When drawing tikz automata, I always omit the inital text and only use an arrow to indicate that a state is initial. To this end, I add
\tiksset[initial text={}]
to the preamble of my tex file.
This works fine so far, but when I was positioning several automata horizontally in a figure, I noticed that the initial arrow occupies to much space. You can see this phenomenon in the following picture. The red rectangle shows the bounding box.
I suspect that this happens because the node for the text is still there and has a nonnegative size. However, I would like to have the bounding box start where the arrow starts. Does anyone know how to achieve this without changing the bounding box by hand? Tanks!

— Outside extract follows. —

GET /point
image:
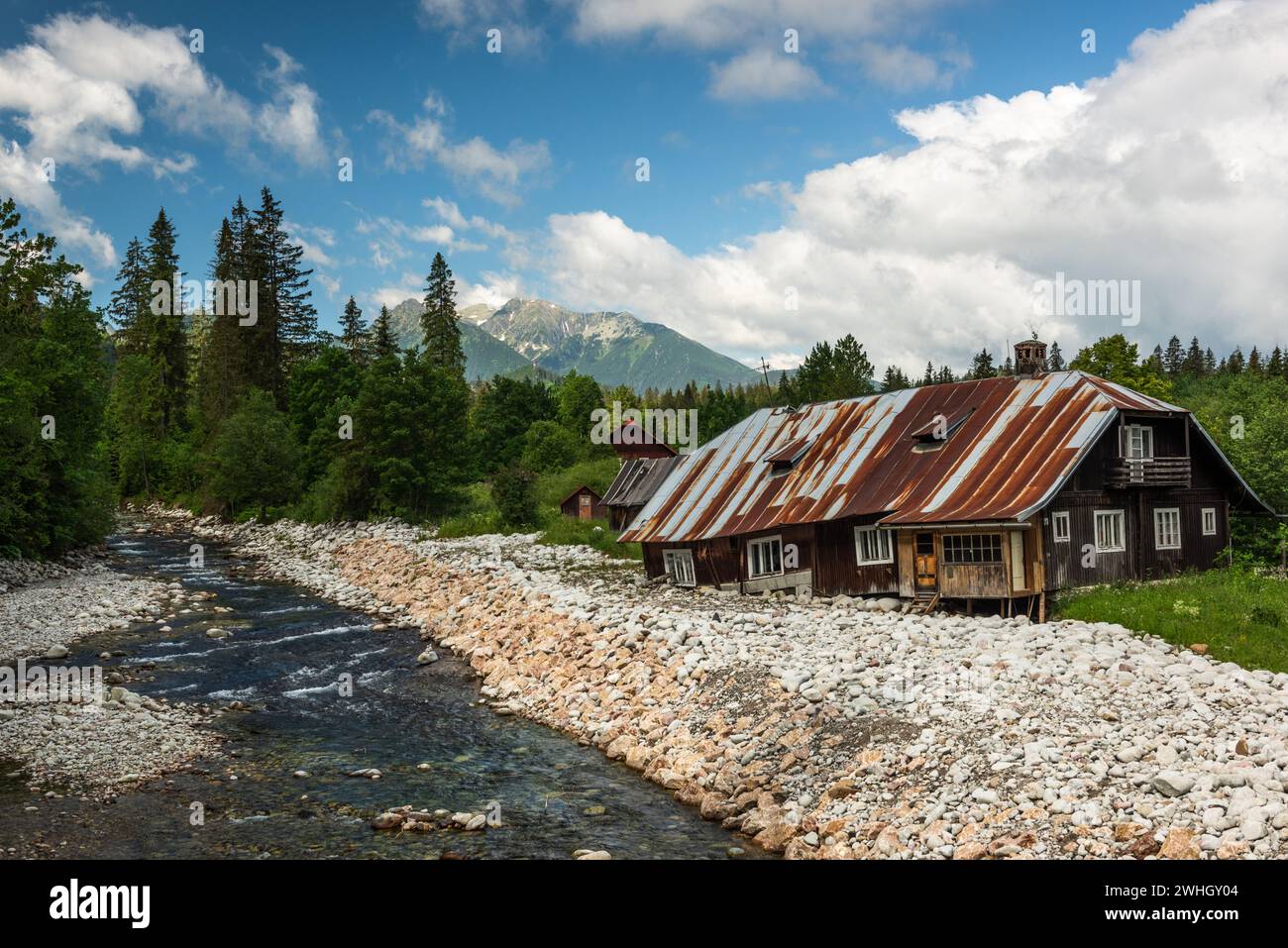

The picture above results from the following code.
\documentclass{article}
\usepackage{tikz}
\usetikzlibrary{automata}
\tikzset{initial text={}}
\begin{document}
\begin{tikzpicture}
\node[state, initial] {};
\draw[red, dashed] (current bounding box.south west) rectangle (current bounding box.north east);
\end{tikzpicture}
\end{document}
Best Answer
It's because when you clear the text of the initial node you don't actually decrease the node size. I've added a
draw
to the node options to make it obvious that your guess is correct:Instead of
draw
you can put aninner sep=0
which is a good approximation, or delete the node or addoverlay
to keep the node but not include it in the bounding box.